Davacıların peşin ödemeli üye olmaları nedeniyle, davalı Kooperetif’in sadece genel giderlerinden değil, alt yapı giderlerinden de sorumlu oldukları belirlenmiş ise de; dava konusu 02/05/2019 tarihli genel kurulun 5. ve 7. maddesinde yazılı işlerin hangilerinin genel gider ve alt yapı giderlerine, hangilerinin inşaat finansmanına ilişkin olduğu belirlenememiştir. Özellikle “kooperatifin varlığının ve faaliyetlerinin devamı hususunda gereken tüm iş ve işlemlerinin yapılması” konusunda çok soyut ve genel ifadelerle yönetim kuruluna yetki verilmesinin, genel gider, çevre düzenlemesi ve alt yapı hizmetlerinden eksik olanların neler olduğu, 25/03/2011 tarihli genel kurulda toplanmasına karar verilen (ve davacıların her birinin 2012 yılı sonuna kadar ödediği 22.100’er TL.lik ) çevre düzenlemesi aidatlarına rağmen, 22/05/2019 tarihli genel kurulda yapılması gereken ve eksik kalan işlerin açıkça neler olduğu, bunların yaklaşık maliyetine ilişkin hangi ekspertiz çalışmalarının yapıldığı, 340.000 TL.lik tahmini olduğu belirtilen maliyetin nasıl hesap edildiği, borçlanma yöntemi, kimden ve nasıl borçlanılacağı ve ödenmesi muhtemel faiz veya borç verecek olana sağlanacak menfaatlerin neler olduğu belirtilmeden, (aidat toplanamaz ise) 5. maddede borçlanma konusunda yönetim kuruluna yetki verilmesinin, 7. maddede de 5. maddedeki işler için sonraki genel kurula kadar üyelerden 2019 yılı mayıs ayından itibaren kişi başı aylık 1.250 TL. ücret toplanmasına karar verilmesinin, yapılacak işlerin Kooperatifin geldiği aşama itibariyle tamamı peşin ödemeli üyelerin de sorumlu olduğu genel gider ve alt yapı giderleri olduğu kabul edilse dahi bu haliyle iyiniyet prensiplerine aykırı olduğu sonucuna varılmıştır. Ticaret Sicil Gazetesi kayıtlarına göre de 02/05/2019 tarihli genel kuruldan sonra bugüne kadar başka bir genel kurul yapılmadığı anlaşılmıştır.

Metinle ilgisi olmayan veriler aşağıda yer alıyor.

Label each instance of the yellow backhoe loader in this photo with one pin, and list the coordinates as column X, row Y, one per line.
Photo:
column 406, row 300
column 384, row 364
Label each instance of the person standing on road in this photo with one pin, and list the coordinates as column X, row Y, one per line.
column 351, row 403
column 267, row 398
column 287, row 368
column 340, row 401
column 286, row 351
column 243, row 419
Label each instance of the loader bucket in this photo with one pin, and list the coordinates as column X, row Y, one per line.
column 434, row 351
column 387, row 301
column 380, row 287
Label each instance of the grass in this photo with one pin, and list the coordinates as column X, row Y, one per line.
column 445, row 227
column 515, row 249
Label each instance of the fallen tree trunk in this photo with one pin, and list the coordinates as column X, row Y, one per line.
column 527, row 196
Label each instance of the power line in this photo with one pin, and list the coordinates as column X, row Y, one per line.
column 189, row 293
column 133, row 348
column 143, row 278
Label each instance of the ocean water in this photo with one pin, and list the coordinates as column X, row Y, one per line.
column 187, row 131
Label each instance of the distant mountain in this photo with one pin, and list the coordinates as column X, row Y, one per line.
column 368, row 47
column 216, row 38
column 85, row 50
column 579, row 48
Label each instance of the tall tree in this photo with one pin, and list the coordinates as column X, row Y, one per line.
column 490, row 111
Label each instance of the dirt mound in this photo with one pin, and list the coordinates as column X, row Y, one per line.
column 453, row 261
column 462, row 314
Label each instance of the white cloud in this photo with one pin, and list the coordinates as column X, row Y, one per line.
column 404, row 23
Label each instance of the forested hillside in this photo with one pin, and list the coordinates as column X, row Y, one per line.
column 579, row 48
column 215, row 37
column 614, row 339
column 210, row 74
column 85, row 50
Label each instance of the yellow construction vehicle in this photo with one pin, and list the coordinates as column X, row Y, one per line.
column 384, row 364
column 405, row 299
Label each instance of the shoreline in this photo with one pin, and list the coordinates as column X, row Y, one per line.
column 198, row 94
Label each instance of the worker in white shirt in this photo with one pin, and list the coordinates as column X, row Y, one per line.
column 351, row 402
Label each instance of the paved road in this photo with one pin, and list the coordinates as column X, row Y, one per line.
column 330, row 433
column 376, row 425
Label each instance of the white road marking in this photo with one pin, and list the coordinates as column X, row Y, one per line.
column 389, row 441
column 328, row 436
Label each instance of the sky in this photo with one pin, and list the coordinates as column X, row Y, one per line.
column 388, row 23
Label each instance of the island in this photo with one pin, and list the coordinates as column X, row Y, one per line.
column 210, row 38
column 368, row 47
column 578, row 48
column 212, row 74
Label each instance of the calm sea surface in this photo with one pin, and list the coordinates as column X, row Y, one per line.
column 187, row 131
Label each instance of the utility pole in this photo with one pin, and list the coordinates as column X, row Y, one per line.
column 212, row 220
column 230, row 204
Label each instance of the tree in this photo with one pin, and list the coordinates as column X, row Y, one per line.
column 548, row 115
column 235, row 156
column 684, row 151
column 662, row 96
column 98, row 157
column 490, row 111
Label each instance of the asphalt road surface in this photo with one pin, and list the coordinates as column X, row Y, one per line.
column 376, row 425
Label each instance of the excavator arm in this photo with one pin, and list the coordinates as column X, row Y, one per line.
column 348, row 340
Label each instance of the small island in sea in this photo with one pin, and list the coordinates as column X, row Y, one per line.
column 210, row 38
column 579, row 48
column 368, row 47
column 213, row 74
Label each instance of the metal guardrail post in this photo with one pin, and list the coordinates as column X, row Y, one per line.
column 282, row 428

Yine, Kooperatif’in geldiği aşama, yapılacak işler, 25 ortaklı Kooperatif’in büyüklüğü, emsal huzur hakları ve genel kurul tarihi itibariyle günün ekonomik koşulları birlikte değerlendirildiğinde yönetim kurulu üyeleri için 2019 yılı mayıs ayından başlamak üzere her birine kişi başı aylık 3.000 TL. huzur hakkı verilmesinin de iyiniyet prensiplerine aykırı ve fahiş olduğu sonucuna varılmıştır.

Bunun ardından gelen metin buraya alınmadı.